JPMorgan Chase and Intuit are two examples of prominent financial services companies that have adopted graph databases to enhance their fraud detection efforts.
3. Health Care
UnitedHealth Group (UHG), the world’s largest health-care company by revenue, uses a graph database to help improve quality of care to more than 26 million members, while reducing costs. UHG uses a massive graph database to track more than 120 billion relationships among members, providers, claims, visits, prescriptions, procedures and more.
UHG has developed various applications atop its massive graph database that, among other benefits, provide a consolidated view of member interactions between physicians, pharmacies, clinical labs, health advisers, and UHG itself.
4. Smoother Supply Chains
The name of the game in supply chain management is reducing the risk of operational disruption, increasing site reliability, improving supplier relationship management and managing plant operations cost-effectively.

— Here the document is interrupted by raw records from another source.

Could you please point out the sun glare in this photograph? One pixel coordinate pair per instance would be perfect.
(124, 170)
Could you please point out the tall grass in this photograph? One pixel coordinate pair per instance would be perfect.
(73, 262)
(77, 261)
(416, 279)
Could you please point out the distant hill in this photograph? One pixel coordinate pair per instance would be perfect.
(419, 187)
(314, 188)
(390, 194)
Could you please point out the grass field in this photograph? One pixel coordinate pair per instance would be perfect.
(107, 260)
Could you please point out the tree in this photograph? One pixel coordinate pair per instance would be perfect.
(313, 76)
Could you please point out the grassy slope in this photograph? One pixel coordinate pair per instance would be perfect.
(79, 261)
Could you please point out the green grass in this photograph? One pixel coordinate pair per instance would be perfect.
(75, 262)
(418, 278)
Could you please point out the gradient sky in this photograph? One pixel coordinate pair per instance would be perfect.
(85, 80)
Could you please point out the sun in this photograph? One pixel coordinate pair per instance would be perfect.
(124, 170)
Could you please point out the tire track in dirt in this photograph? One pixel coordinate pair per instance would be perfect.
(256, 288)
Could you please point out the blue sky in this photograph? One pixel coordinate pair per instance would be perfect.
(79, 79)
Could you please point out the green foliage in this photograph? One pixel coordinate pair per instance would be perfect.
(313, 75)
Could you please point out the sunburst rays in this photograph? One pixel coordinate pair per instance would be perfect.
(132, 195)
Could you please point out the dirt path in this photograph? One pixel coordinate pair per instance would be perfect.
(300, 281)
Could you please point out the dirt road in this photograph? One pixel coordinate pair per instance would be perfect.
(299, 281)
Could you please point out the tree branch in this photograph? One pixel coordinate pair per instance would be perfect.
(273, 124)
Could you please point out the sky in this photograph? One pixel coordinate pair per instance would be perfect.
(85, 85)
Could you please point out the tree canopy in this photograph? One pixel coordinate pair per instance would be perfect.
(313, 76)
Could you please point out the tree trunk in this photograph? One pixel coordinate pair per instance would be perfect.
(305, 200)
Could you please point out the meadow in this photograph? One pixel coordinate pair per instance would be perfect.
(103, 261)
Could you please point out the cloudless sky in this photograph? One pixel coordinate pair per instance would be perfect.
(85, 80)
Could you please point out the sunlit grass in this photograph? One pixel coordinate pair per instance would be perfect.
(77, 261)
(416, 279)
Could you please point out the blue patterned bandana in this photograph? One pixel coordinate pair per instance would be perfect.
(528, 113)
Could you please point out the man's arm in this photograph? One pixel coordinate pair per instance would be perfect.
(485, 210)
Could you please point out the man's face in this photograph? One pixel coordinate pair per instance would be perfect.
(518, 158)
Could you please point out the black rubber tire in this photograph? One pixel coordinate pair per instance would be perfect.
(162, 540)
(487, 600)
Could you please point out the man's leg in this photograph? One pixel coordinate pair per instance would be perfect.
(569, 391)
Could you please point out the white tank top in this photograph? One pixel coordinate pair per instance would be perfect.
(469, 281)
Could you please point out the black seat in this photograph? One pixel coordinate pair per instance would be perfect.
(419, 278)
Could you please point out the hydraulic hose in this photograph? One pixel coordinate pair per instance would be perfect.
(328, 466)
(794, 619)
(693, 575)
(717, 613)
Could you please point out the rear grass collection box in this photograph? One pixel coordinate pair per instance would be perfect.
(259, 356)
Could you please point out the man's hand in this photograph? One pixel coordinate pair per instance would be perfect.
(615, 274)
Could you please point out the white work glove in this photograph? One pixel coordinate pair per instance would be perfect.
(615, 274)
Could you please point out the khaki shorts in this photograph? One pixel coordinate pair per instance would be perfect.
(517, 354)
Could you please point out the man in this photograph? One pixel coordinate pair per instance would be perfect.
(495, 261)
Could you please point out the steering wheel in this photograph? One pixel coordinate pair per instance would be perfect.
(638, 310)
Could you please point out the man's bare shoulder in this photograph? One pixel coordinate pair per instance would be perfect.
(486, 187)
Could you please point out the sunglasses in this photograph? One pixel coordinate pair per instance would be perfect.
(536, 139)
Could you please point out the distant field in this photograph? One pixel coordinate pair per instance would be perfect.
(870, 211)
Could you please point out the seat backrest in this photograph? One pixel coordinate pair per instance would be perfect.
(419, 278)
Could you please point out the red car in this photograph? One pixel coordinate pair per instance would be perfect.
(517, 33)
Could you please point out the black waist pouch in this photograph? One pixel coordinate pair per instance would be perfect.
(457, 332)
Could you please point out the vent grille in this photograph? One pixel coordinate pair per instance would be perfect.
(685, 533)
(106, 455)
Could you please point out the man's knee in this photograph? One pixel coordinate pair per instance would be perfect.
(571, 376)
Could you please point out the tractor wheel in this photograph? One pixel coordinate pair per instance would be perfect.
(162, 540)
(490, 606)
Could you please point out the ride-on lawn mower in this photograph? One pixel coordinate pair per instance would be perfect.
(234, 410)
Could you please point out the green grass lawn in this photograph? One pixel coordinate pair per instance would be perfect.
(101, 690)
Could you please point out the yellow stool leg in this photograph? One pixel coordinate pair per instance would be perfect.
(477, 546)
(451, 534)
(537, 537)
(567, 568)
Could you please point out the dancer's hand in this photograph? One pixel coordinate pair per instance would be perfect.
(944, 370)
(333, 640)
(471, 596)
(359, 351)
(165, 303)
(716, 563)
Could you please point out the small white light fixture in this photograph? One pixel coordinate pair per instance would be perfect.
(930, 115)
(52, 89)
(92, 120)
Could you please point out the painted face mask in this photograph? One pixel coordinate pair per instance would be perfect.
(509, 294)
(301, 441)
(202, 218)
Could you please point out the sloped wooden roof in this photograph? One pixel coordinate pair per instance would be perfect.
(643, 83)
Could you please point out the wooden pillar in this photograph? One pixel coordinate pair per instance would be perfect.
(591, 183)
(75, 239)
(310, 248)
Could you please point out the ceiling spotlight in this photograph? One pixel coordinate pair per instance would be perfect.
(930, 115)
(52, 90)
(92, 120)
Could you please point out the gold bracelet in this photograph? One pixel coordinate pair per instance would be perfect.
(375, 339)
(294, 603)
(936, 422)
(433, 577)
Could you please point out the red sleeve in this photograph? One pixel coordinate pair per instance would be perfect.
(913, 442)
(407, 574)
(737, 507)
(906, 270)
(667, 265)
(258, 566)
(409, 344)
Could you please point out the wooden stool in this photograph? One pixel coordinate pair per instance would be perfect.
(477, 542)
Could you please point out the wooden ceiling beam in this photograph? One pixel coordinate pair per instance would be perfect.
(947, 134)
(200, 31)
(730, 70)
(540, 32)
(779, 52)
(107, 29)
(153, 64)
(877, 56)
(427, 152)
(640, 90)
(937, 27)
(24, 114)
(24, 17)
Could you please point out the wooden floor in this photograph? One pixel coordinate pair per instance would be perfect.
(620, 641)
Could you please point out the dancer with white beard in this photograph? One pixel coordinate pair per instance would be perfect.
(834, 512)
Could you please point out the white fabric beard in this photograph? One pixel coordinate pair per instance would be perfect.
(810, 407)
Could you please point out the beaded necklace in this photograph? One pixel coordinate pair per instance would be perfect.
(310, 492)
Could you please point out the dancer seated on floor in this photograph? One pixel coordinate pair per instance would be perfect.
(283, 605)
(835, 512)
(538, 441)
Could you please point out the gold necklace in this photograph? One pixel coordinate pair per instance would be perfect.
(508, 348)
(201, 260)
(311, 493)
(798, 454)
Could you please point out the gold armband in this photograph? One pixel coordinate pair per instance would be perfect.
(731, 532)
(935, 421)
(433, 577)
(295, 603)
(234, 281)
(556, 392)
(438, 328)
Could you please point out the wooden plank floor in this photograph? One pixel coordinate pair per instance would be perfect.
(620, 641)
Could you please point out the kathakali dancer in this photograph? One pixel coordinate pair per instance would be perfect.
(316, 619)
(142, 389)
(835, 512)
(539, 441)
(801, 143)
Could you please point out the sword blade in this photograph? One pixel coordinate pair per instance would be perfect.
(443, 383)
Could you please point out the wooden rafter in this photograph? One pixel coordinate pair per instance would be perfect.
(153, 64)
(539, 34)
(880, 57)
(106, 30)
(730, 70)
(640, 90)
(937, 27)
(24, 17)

Many organizations have been able to gather most of the needed data, but their traditional analytic technologies have proven to be too slow, too expensive and generally incapable of analyzing the massive volume of partner, route, transaction and other data stored across various locations, formats and protocols. Most of the traditional supply chain analytics solutions are built on relational databases.
Jaguar Land Rover (JLR) exemplifies how a graph database solution can span the many data silos that needed to be tapped for supply chain analysis and explore the web of relationships among data elements. Some key supply chain-planning queries at the company now take 45 minutes instead of weeks and, more importantly, management can ask questions of data it never could before.
5. Improved Online Retail Operations
Retail e-commerce firms face intense competitive pressure to deliver better customer experiences built on accurate customer details and purchase histories. Early recommendation engines, though breakthroughs at the time, simply looked at a couple of connected data points when making suggestions. They typically used snapshots of days-old data and lacked the real-time modeling and nuanced profiling needed today.
Today’s graph databases offer vast improvement. They can consider an array of possible relationships — such as between customers and payment methods, customers and brands, products and return rates, promotions and sell-through rates, and a whole lot more — in real time to align with the constantly changing profiles of the customer base and produce more engaging and personalized recommendations.
These are just a few of the most common uses for graph databases. The common denominator is this: By putting data in the shape of a graph, organizations can solve complex analytical problems from a relationship perspective, at scale, with speed.